Myths and Legends of All Nations Famous Stories from the Greek, German, English, Spanish, Scandinavian, Danish, French, Russian, Bohemian, Italian and other sources

Page: 71

"Such stubborn thoughts have a speedy fall and are shivered even as the iron that hath been made hard in the furnace. And as for this woman and her sister—for I judge her sister to have had a part in this matter—though they were nearer to me than all my kindred, yet shall they not escape the doom of death. Wherefore let some one bring the other woman hither."

And while they went to fetch the maiden Ismené, Antigone said to the king:

"Is it not enough for thee to slay me? What need to say more? For thy words please me not, nor mine thee. Yet what nobler thing could I have done than to bury my mother's son? And so would all men say, but fear shutteth their mouths."

"Nay," said the king, "none of the children of Cadmus thinketh thus, but thou only. But, hold, was not he that fell in battle with this man thy brother also?"

"Yes, truly, my brother he was."

"And dost thou not dishonor him when thou honorest his enemy?"

"The dead man would not say it, could he speak."

"Shall then the wicked have like honor with the good?"

"How knowest thou but that such honor pleaseth the gods below?"

"I have no love for them I hate, though they be dead."

"Of hating I know nothing; 'tis enough for me to love."

"If thou wilt love, go love the dead. But while I live no woman shall rule me."

[Pg 126] Then those that had been sent to fetch the maiden Ismené brought her forth from the palace. And when the king accused her that she had been privy to the deed she denied not, but would have shared one lot with her sister.

But Antigone turned from her, saying:

"Not so; thou hast no part or lot in the matter. For thou hast chosen life and I have chosen death; and even so shall it be."

And when Ismené saw that she prevailed nothing with her sister, she turned to the king and said:

"Wilt thou slay the bride of thy son?"

"Ay," said he, "there are other brides to win!"

"But none," she made reply, "that accord so well with him."

"I will have no evil wives for my sons," said the king.

Then cried Antigone:

"O Hæmon, whom I love, how thy father wrongeth thee!"

Then the king bade the guards lead the two into the palace. But scarcely had they gone when there came to the place the Prince Hæmon, the king's son, who was betrothed to the maiden Antigone. And when the king saw him, he said:

"Art thou content, my son, with thy father's judgment?"

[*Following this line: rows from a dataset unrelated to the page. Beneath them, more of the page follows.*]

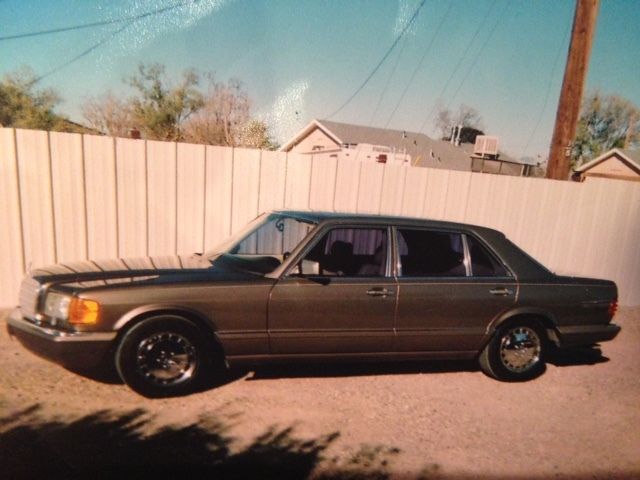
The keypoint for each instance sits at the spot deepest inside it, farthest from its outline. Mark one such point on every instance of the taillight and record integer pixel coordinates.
(613, 307)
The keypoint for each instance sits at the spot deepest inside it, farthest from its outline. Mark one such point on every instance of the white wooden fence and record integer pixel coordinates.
(69, 196)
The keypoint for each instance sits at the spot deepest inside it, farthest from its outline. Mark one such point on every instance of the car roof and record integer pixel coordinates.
(320, 216)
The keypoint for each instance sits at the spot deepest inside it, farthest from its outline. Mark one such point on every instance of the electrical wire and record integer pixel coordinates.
(84, 53)
(113, 34)
(546, 98)
(477, 58)
(96, 24)
(382, 60)
(386, 86)
(419, 65)
(458, 65)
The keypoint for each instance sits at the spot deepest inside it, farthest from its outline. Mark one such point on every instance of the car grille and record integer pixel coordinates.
(29, 296)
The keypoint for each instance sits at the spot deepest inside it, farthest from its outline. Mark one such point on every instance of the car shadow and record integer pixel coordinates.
(576, 356)
(560, 358)
(360, 369)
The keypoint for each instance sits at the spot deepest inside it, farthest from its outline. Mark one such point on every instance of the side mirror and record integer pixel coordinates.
(309, 267)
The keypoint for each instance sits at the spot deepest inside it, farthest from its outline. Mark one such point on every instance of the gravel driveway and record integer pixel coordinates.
(581, 419)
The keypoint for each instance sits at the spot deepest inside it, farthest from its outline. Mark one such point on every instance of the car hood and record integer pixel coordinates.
(94, 273)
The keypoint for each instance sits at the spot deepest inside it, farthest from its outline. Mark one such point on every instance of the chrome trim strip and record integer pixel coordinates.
(16, 321)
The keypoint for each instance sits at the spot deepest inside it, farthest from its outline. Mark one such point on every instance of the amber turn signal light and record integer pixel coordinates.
(83, 312)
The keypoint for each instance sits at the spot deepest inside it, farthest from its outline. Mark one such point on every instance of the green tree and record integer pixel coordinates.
(158, 109)
(22, 106)
(606, 122)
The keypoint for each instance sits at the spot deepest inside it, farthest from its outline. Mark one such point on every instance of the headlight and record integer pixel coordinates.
(83, 311)
(56, 305)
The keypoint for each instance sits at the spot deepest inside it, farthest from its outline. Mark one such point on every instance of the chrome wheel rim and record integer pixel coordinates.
(520, 349)
(166, 358)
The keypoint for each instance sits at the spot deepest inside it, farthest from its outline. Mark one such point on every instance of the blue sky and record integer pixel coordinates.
(303, 59)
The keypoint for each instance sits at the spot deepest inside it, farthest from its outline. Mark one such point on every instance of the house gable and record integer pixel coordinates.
(613, 167)
(612, 164)
(317, 140)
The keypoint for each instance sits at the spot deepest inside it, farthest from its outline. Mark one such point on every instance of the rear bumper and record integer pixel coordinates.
(586, 334)
(71, 349)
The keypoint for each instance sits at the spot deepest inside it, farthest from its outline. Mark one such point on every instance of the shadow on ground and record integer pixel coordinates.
(107, 444)
(559, 358)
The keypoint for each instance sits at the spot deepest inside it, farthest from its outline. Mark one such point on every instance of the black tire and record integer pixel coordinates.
(516, 352)
(163, 356)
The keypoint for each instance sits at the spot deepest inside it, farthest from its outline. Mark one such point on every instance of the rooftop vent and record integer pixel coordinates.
(485, 146)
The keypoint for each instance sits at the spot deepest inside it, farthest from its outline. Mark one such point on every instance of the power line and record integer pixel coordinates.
(101, 23)
(386, 86)
(377, 67)
(546, 98)
(419, 66)
(484, 45)
(458, 65)
(84, 53)
(107, 38)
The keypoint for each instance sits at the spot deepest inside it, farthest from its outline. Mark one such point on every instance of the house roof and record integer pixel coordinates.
(630, 157)
(425, 151)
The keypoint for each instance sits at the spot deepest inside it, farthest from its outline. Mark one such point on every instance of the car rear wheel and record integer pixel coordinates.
(162, 356)
(516, 352)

And the young man answered:

"My father, I would follow thy counsels in all things."

Then said the king:

"'Tis well spoken, my son. This is a thing to be desired, that a man should have obedient children. But if it be otherwise with a man, he hath gotten great trouble for himself and maketh sport for them that hate him. And now as to this matter. There is naught worse than an evil wife. Wherefore I say let this damsel wed a bridegroom among the dead. For since I have found her, alone of all this people, breaking my decree, surely she shall die. Nor shall it profit her to claim[Pg 127] kinship with me, for he that would rule a city must first deal justly with his own kindred. And as for obedience, this it is that maketh a city to stand both in peace and in war."